Almost all the animals in the Jardin d’Acclimatation have been eaten. They average about seven francs per pound. Kangaroo, however, has been sold for twelve francs per pound. Yesterday I dined with the correspondent of a London paper. He had managed to get a large piece of mouflon, an animal which is, I believe, only found in Corsica. I can only describe it by saying that it tasted of mouflon, and nothing else. Without being absolutely bad, I do not think that I shall take up my residence in Corsica, in order habitually to feed upon it.

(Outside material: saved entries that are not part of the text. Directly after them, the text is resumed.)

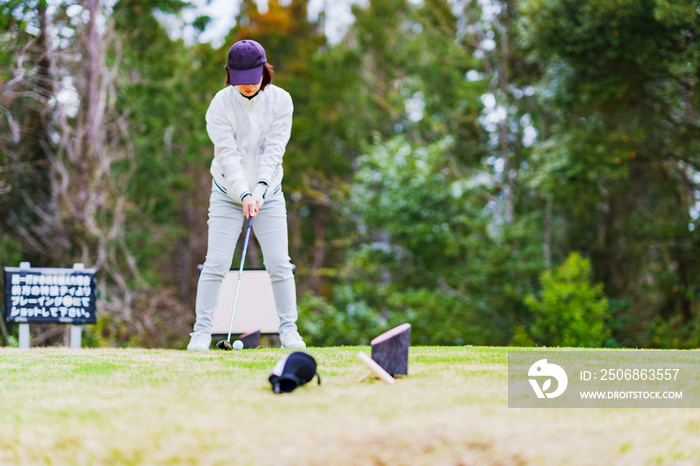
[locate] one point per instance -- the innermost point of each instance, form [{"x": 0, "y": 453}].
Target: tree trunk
[{"x": 319, "y": 248}]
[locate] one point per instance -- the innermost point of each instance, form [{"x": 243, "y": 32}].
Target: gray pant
[{"x": 270, "y": 228}]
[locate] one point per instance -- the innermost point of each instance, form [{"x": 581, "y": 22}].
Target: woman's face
[{"x": 249, "y": 89}]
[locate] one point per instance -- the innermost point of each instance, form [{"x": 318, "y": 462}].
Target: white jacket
[{"x": 250, "y": 137}]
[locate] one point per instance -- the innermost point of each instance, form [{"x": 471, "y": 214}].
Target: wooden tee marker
[
  {"x": 390, "y": 349},
  {"x": 251, "y": 340},
  {"x": 389, "y": 353}
]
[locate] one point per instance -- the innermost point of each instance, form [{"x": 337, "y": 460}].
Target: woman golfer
[{"x": 249, "y": 122}]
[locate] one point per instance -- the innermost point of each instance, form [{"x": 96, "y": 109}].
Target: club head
[{"x": 224, "y": 345}]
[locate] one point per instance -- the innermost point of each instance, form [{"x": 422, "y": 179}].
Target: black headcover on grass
[{"x": 292, "y": 371}]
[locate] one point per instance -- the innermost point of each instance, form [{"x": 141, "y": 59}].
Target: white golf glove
[{"x": 259, "y": 194}]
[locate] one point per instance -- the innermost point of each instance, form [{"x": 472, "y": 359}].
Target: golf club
[{"x": 226, "y": 344}]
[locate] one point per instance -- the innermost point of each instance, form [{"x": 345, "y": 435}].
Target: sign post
[{"x": 46, "y": 295}]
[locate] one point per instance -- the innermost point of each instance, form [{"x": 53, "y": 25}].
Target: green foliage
[
  {"x": 571, "y": 311},
  {"x": 352, "y": 322}
]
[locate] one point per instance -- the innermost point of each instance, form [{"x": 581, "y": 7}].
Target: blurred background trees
[{"x": 494, "y": 172}]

In the rue Blanche there is a butcher who sells dogs, cats, and rats. He has many customers, but it is amusing to see them sneak into the shop after carefully looking round to make sure that none of their acquaintances are near. A prejudice has arisen against rats, because the doctors say that their flesh is full of trichinae. For my part I have a guilty feeling when I eat dog, the friend of man. I had a slice of a spaniel the other day; it was by no means bad, something like lamb, but I felt like a cannibal. Epicures in dog flesh tell me that poodle is by far the best, and recommend me to avoid bulldog, which is coarse and tasteless.
January 6, 1871
Yesterday, I had a slice of Pollux for dinner. Pollux and his brother Castor are two elephants from the zoological gardens, which have been killed. It was tough, coarse, and oily, and I do not recommend English families to eat elephant as long as they can get beef or mutton. Many of the restaurants are closed owing to want of fuel. They are recommended to use lamps, but although French cooks can do wonders with very poor materials, when they are called upon to cook an elephant with a spirit lamp the thing is almost beyond their ingenuity. Castor and Pollux’s trunks sold for forty-five francs per pound; the other parts of the interesting twins fetched about ten francs per pound.